Thanks Ken. I'll try that.
While I was waiting for somebody to reply, I refined my original regex a bit
and it seems to find the url and text of href tags, no matter how the tag is
formatted. Here it is:
<\s*a\s*.*[^href]?href\s*={1}?[\s""']*([^\s'"">]*)[^>]*?>{1}(.*?\n*.*?)</a>+
?
Looks ugly, but it seems to do the job. First capture group is the entire
tag from the opening <a... to the closing ...</a>. The second capture group
is just the url, including the protocol, host, destination, fragments, and
queries if they exist. The third capture group is the text between the <a>
and </> tags, including any embedded html tags.
If anybody can think of a situation where this regex doesn't match an anchor
tag in html code, please let me know.
Thanks again,
Luhar
"Ken Tucker [MVP]" <vb***@bellsouth.net> wrote in message
news:Oj**************@TK2MSFTNGP09.phx.gbl...
Hi,
Maybe this will help.
Dim wc As New System.Net.WebClient
Dim sr As New
System.IO.StreamReader(wc.OpenRead("http://news.google.com/"))
Dim strHtml As String
Dim regLink As New
System.Text.RegularExpressions.Regex("\""(?<url>[^\""]*)\""")

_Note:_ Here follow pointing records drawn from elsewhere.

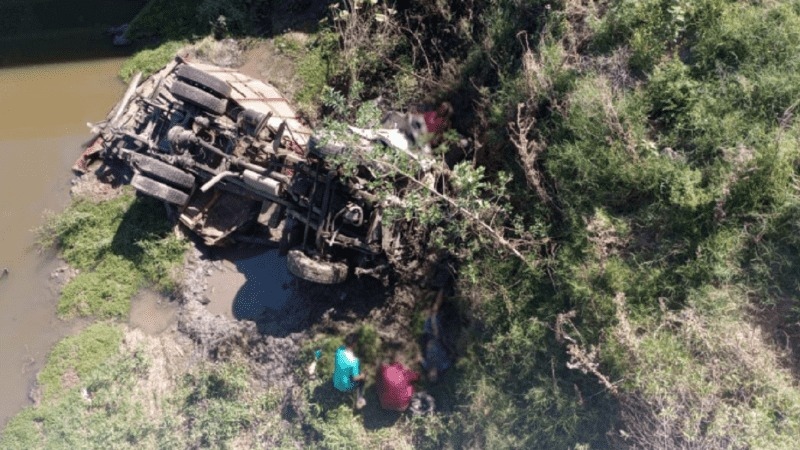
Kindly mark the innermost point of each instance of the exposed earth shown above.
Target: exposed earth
(198, 323)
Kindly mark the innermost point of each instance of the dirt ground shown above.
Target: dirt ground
(271, 343)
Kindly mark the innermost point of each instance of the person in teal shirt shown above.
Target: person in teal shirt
(347, 372)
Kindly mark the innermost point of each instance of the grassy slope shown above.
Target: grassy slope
(668, 143)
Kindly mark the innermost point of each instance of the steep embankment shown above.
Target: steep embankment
(632, 283)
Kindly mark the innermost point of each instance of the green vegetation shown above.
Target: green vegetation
(653, 152)
(117, 246)
(148, 61)
(99, 393)
(627, 229)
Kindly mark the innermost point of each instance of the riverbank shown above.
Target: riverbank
(204, 378)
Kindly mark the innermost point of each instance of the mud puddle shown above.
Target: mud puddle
(249, 284)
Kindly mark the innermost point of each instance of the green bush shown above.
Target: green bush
(150, 60)
(118, 246)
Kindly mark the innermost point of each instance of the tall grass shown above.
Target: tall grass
(118, 246)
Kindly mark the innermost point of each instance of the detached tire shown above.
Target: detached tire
(163, 171)
(153, 188)
(198, 97)
(203, 79)
(315, 271)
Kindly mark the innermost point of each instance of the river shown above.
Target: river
(45, 110)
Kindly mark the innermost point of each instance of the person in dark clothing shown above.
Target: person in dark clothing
(436, 355)
(347, 374)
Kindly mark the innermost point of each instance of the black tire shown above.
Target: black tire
(302, 266)
(162, 171)
(198, 97)
(203, 79)
(153, 188)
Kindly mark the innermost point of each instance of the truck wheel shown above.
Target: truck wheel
(302, 266)
(204, 79)
(160, 191)
(162, 171)
(198, 97)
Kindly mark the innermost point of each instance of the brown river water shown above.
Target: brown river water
(43, 114)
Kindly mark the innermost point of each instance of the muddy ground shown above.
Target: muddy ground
(272, 343)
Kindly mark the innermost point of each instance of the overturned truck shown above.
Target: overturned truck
(230, 154)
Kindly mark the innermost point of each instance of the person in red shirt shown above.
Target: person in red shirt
(394, 386)
(437, 122)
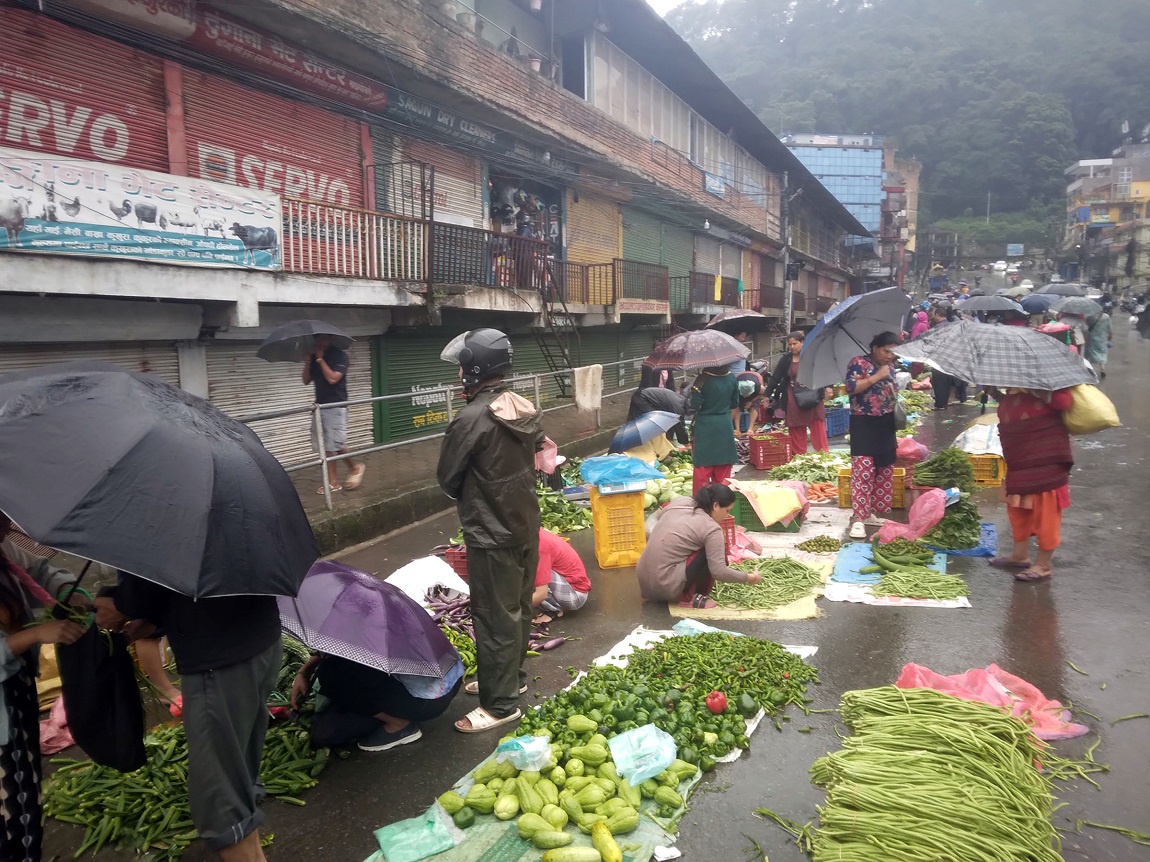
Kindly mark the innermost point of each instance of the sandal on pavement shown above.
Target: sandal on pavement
(480, 720)
(1005, 562)
(1033, 575)
(355, 477)
(698, 601)
(473, 687)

Dim regTitle As New System.Text.RegularExpressions.Regex(">(.*?)\<")
Dim regHref As New System.Text.RegularExpressions.Regex("\<a
href=""(.*?)""\>(.*?)\<\/a\>")
Dim m As System.Text.RegularExpressions.Match
strHtml = sr.ReadToEnd
Try
For Each m In regHref.Matches(strHtml)
Dim mLink As System.Text.RegularExpressions.Match
For Each mLink In regLink.Matches(m.ToString())

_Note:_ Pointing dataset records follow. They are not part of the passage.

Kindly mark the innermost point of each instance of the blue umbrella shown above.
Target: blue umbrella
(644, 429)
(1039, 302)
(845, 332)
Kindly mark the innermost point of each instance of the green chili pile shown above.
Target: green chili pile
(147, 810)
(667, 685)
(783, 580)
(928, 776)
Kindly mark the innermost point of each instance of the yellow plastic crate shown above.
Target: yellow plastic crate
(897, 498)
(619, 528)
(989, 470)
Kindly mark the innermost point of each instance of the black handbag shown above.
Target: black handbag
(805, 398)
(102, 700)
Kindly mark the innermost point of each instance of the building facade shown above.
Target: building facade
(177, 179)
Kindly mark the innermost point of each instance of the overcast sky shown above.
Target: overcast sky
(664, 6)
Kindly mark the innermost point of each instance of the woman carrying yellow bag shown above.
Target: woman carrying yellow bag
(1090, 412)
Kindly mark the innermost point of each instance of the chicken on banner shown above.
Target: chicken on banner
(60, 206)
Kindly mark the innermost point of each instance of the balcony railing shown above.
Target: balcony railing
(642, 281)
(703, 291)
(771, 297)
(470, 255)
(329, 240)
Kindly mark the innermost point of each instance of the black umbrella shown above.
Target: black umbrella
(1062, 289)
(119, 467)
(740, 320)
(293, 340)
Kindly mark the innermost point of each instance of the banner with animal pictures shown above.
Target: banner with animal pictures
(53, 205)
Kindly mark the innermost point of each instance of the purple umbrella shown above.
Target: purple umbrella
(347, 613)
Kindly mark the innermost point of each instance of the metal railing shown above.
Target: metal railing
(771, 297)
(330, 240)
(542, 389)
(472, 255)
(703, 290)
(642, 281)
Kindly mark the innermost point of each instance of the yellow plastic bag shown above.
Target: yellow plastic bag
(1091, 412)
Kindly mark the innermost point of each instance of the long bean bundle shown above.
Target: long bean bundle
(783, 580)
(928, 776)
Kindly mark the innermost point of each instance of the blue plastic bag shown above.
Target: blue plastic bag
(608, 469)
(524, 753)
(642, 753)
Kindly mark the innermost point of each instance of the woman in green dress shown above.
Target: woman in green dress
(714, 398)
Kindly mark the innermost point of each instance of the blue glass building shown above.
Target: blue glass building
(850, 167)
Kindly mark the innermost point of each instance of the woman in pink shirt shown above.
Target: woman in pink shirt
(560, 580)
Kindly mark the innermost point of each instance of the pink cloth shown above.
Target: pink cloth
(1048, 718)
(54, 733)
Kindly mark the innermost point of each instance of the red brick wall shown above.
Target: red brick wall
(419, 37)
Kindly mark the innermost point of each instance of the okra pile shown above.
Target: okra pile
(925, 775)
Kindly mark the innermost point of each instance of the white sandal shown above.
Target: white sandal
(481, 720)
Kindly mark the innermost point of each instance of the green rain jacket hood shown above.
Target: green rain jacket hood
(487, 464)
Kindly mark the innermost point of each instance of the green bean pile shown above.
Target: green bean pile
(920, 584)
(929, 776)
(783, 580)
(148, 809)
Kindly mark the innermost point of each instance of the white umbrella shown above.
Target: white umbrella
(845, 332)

Trace.WriteLine(String.Format("Link {0}", mLink.ToString))
Next
For Each mLink In regTitle.Matches(m.ToString())
Dim strTitle As String = mLink.ToString
strTitle = strTitle.Replace(">", "")
strTitle = strTitle.Replace("<", "")
Trace.WriteLine(String.Format("Title {0}", strTitle))
Next
Next
Catch
End Try
sr.Close()
wc.Dispose()
Ken
----------------------------
"Luhar" <lu***@luharsoftworks.com> wrote in message
news:uH*************@TK2MSFTNGP10.phx.gbl...

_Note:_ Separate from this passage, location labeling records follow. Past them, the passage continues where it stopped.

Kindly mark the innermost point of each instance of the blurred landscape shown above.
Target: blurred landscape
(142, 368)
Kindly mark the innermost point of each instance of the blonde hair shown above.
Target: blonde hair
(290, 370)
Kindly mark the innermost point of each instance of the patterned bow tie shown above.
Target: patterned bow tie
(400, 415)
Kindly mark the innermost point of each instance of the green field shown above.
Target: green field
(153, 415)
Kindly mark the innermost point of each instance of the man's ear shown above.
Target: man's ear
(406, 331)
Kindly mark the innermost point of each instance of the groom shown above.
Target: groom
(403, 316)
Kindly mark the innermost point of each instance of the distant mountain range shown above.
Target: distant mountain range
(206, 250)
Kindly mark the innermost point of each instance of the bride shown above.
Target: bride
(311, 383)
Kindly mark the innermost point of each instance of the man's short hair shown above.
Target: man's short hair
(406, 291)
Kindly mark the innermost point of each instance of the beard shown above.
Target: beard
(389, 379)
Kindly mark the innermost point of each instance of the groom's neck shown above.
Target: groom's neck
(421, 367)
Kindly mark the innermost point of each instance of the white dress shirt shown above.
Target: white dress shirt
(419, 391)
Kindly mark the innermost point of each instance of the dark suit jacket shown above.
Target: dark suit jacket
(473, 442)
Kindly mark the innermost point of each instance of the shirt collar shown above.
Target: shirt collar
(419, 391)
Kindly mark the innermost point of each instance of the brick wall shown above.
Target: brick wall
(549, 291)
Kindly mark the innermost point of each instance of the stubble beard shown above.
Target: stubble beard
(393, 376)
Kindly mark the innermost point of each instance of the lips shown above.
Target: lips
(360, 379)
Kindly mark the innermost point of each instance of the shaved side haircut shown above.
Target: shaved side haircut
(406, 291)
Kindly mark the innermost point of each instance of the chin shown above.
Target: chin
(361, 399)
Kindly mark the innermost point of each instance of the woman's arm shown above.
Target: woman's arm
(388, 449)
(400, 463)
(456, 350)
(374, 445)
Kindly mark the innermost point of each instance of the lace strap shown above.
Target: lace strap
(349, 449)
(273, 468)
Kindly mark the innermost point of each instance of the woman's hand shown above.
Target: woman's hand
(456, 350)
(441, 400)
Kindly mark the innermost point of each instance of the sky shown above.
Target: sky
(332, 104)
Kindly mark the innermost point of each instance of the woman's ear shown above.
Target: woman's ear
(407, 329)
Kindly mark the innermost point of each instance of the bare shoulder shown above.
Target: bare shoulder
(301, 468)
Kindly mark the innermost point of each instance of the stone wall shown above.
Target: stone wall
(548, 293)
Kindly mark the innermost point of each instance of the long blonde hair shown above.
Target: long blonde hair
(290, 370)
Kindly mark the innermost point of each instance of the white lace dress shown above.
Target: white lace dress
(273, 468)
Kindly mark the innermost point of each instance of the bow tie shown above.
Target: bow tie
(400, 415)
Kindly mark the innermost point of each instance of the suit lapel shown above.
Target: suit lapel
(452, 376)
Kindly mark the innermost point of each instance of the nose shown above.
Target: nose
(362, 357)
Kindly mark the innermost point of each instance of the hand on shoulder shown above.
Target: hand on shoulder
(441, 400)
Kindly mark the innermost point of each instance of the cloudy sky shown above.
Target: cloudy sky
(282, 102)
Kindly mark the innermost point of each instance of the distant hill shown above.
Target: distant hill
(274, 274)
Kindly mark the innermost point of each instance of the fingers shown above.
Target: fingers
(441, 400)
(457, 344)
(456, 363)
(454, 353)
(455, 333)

After much scouring of information on Regular Expressions from books and
the web, I've come up with the this handy little Regex to parse links from
HTML:
<a\s+href(?:\s+)?=(?:\s+)?[""']+(.?[^'""]+)['""]+(?:\s+)?>(.*?)</a>
It works quite well at extracting the url and title of a link from an
anchor tag, with one major problem--if the anchor tag includes other attributes
after the HREF= attribute, such as TITLE= or TARGET=, it doesn't consider
it a match. Here are some examples:
This one matches:
<a href="/">Home</a>
Group 1: "/"
Group 2: "Home"
This one doesn't:
<a href="/" target="_blank">Home</a>
I can't figure out how to match just the href attribute and just the link
text. Any help would be appreciated.
Thanks.